The First Store Stations
The beginning of the broadcasting boom is typically dated to November 1920 when Westinghouse established KDKA in Pittsburgh, a development sparked by an advertisement for "wireless receiving kits" from the Joseph Home department store (Sterling & Kittross, 2002, p. 65). Following Westinghouse's venture, other businesses followed suit and the transition from wireless telegraphy to broadcasting was underway.

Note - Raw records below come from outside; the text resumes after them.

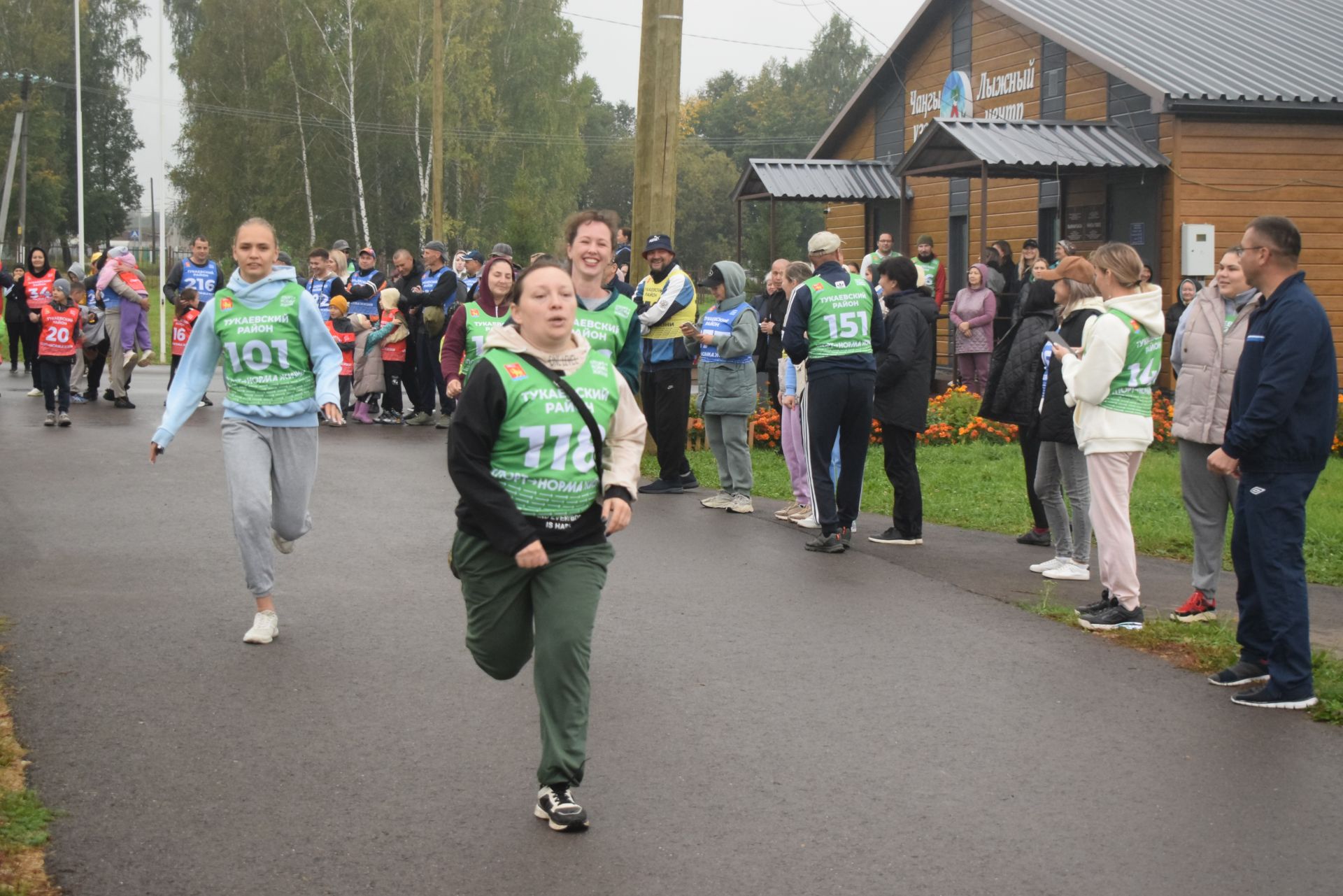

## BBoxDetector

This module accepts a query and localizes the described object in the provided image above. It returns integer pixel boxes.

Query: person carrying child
[28,277,83,426]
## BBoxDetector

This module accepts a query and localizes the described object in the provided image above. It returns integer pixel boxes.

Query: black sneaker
[1016,529,1053,548]
[1232,683,1319,709]
[639,480,685,495]
[867,527,923,544]
[533,785,588,830]
[806,532,844,553]
[1079,602,1143,632]
[1207,660,1267,688]
[1073,588,1118,617]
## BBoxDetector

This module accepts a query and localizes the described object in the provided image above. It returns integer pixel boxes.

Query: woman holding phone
[447,261,647,832]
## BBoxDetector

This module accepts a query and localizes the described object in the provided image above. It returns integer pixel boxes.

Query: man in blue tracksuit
[1207,216,1339,709]
[783,231,882,553]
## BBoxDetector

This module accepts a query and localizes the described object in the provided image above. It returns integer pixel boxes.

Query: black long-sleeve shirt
[447,355,632,556]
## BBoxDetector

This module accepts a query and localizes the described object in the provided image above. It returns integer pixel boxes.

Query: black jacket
[1039,308,1100,445]
[872,289,937,432]
[979,280,1054,426]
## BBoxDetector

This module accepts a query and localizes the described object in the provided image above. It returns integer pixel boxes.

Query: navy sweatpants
[1232,471,1320,700]
[803,371,877,534]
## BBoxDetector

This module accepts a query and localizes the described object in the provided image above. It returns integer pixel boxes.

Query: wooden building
[737,0,1343,378]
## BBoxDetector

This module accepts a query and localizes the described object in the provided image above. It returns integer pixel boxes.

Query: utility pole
[19,71,32,263]
[429,0,443,239]
[630,0,682,282]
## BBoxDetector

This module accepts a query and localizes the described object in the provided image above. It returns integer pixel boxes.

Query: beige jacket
[485,324,648,499]
[1171,285,1260,445]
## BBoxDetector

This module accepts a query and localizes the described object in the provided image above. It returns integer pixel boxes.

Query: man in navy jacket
[1207,216,1339,709]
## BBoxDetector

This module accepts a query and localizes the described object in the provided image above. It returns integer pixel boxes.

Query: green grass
[655,443,1343,585]
[0,274,173,364]
[1016,591,1343,725]
[0,790,54,852]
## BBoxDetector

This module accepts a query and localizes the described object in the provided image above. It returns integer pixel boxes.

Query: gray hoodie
[685,262,760,416]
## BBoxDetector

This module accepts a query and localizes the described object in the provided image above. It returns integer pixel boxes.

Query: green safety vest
[462,302,508,383]
[485,348,620,518]
[1100,309,1162,416]
[803,274,876,359]
[213,282,317,407]
[574,293,639,360]
[914,255,941,289]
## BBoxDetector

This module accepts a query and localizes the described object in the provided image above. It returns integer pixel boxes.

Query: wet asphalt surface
[0,368,1343,896]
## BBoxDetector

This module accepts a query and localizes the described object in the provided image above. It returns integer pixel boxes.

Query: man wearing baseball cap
[783,231,882,553]
[634,234,699,495]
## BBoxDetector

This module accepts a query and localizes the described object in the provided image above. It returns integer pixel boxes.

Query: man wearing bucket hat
[634,234,699,495]
[783,231,882,553]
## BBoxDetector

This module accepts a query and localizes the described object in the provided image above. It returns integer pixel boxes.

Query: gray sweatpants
[1179,439,1237,598]
[704,414,755,497]
[1035,442,1090,566]
[219,416,317,598]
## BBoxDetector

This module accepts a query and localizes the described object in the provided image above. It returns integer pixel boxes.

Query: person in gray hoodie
[681,262,760,513]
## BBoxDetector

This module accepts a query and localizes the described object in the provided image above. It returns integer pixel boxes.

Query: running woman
[564,210,644,394]
[149,218,344,643]
[447,262,647,830]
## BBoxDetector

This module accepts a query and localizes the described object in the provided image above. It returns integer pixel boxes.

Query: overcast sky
[130,0,918,207]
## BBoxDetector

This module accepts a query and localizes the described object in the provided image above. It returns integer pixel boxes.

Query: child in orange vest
[28,277,83,426]
[327,296,359,426]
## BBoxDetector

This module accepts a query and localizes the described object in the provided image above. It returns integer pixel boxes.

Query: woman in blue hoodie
[149,218,344,643]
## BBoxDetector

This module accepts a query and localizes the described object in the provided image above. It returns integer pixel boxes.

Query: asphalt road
[0,369,1343,896]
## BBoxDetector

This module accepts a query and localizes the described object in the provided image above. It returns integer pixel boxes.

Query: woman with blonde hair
[1050,243,1166,632]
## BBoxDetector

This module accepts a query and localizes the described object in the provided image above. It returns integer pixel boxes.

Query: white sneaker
[243,610,279,643]
[1045,560,1090,582]
[728,495,755,513]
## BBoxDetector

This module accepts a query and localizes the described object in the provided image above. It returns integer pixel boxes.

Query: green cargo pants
[453,532,615,787]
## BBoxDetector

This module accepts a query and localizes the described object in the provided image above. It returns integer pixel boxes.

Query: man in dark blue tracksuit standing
[783,231,882,553]
[1207,216,1339,709]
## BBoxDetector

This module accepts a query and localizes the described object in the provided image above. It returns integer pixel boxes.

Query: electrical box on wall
[1179,225,1217,277]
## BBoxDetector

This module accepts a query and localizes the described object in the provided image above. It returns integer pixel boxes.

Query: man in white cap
[783,231,882,553]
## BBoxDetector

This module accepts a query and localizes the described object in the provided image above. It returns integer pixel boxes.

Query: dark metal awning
[893,118,1170,180]
[732,159,914,203]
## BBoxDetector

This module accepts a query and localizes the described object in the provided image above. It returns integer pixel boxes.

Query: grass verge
[0,620,60,896]
[1016,591,1343,725]
[655,443,1343,585]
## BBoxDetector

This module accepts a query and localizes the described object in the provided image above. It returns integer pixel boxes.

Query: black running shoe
[533,785,588,830]
[639,480,685,495]
[1077,603,1143,632]
[1016,529,1053,548]
[1073,588,1118,617]
[1207,660,1267,688]
[806,532,844,553]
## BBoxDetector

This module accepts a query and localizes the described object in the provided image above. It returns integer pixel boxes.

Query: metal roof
[895,118,1170,178]
[732,159,900,201]
[986,0,1343,109]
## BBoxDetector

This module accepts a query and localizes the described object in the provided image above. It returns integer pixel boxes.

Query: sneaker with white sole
[1030,557,1067,572]
[532,785,588,830]
[243,610,279,643]
[1042,560,1090,582]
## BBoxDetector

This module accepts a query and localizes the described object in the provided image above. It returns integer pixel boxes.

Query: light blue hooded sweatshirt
[153,264,340,448]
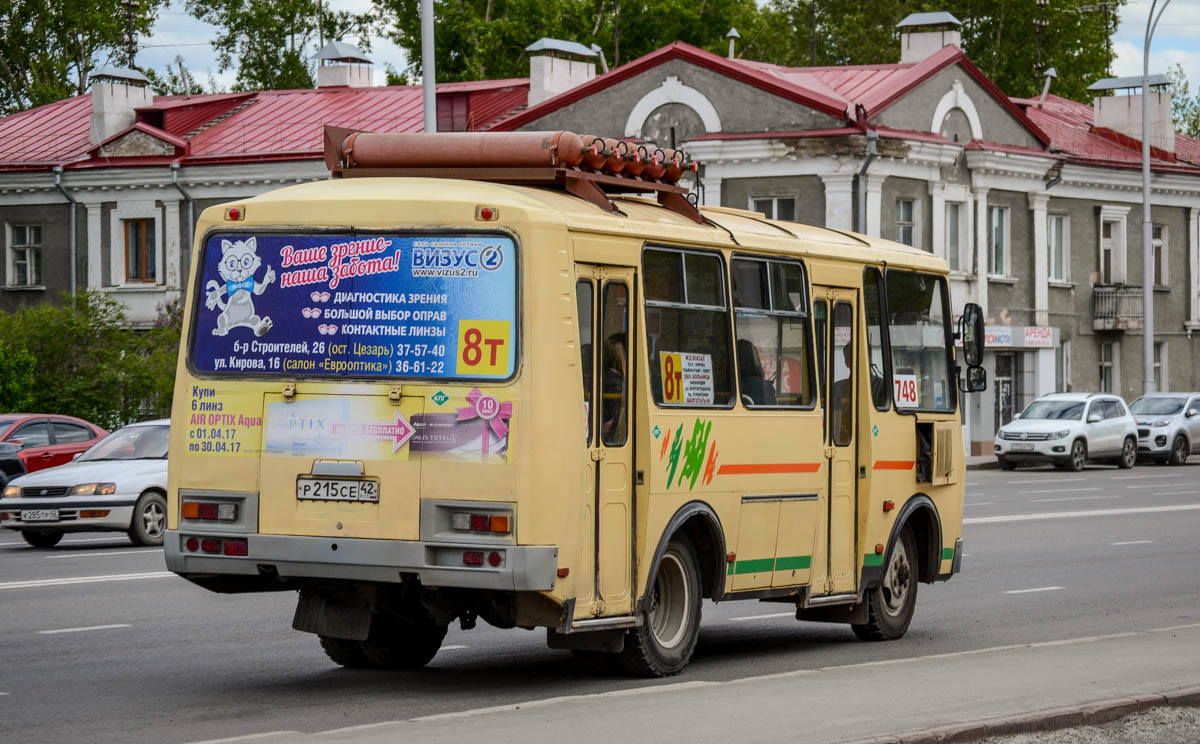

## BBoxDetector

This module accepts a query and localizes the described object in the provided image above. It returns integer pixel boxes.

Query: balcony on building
[1092,284,1142,331]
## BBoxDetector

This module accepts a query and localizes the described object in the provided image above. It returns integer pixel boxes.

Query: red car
[0,413,108,473]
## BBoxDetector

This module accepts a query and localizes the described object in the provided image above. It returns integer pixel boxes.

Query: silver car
[1129,392,1200,464]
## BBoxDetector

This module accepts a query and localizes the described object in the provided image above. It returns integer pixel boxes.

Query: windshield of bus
[190,233,517,380]
[1021,401,1084,421]
[1129,398,1187,416]
[77,424,170,462]
[887,271,956,410]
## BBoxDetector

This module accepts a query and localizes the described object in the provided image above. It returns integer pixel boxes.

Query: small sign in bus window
[192,233,516,379]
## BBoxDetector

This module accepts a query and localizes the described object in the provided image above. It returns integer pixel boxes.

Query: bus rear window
[191,233,517,379]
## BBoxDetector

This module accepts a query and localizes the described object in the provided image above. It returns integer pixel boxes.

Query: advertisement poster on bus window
[192,233,517,380]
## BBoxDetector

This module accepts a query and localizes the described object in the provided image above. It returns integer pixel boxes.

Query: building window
[1154,341,1168,392]
[946,202,962,271]
[8,224,42,287]
[896,199,916,246]
[125,220,158,282]
[1054,341,1070,392]
[750,197,796,222]
[1046,215,1070,282]
[988,206,1010,276]
[1150,224,1171,287]
[1100,343,1112,392]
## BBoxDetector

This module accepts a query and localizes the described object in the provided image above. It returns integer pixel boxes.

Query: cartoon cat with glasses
[204,238,275,336]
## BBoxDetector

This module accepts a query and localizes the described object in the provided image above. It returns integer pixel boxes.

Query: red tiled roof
[494,41,846,131]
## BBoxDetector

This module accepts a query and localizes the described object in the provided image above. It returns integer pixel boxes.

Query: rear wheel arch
[883,493,942,583]
[637,502,725,610]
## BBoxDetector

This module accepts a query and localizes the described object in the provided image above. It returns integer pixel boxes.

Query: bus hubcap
[649,552,691,648]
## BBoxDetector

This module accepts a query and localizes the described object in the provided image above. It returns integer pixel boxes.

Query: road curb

Given the fluid, erratic nature of the early broadcast industry, identifying the "first" department store radio station is perhaps futile, if not impossible. Evidence indicates that at least two stores were involved with some form of broadcasting before the spring of 1922. In September of 1921, Eaton's in Toronto broadcast daily musical concerts using the call letters 9BA (Rawlings, 1921). 9BA also functioned as a receiving station, allowing local customers to transmit orders for radio supplies to the store. This same store previously bolstered its reputation with a widely distributed mail-order catalog and was now applying the concept of remote shopping to wireless. At approximately the same time, Hamburger's department store in Los Angeles unveiled its own station, 6XAK, using a 5-watt transmitter (Rawlings, 1921). At the start of 1922, the station changed from an experimental to a commercial broadcasting license and switched to the call letters KYJ (Radio Service Bulletin, January 1922). Most of the programming consisted of musical concerts, lasting one hour each afternoon, though the station also broadcast the 1921 World Series. In addition to using the airwaves to attract attention to its parent store, the Hamburger station was an educational venture. A classroom was built to teach students about radio. Given the novelty of the technology, department stores at the time realized that educating the (potential) consumer was a vital part of the sales effort (Arceneaux, 2006).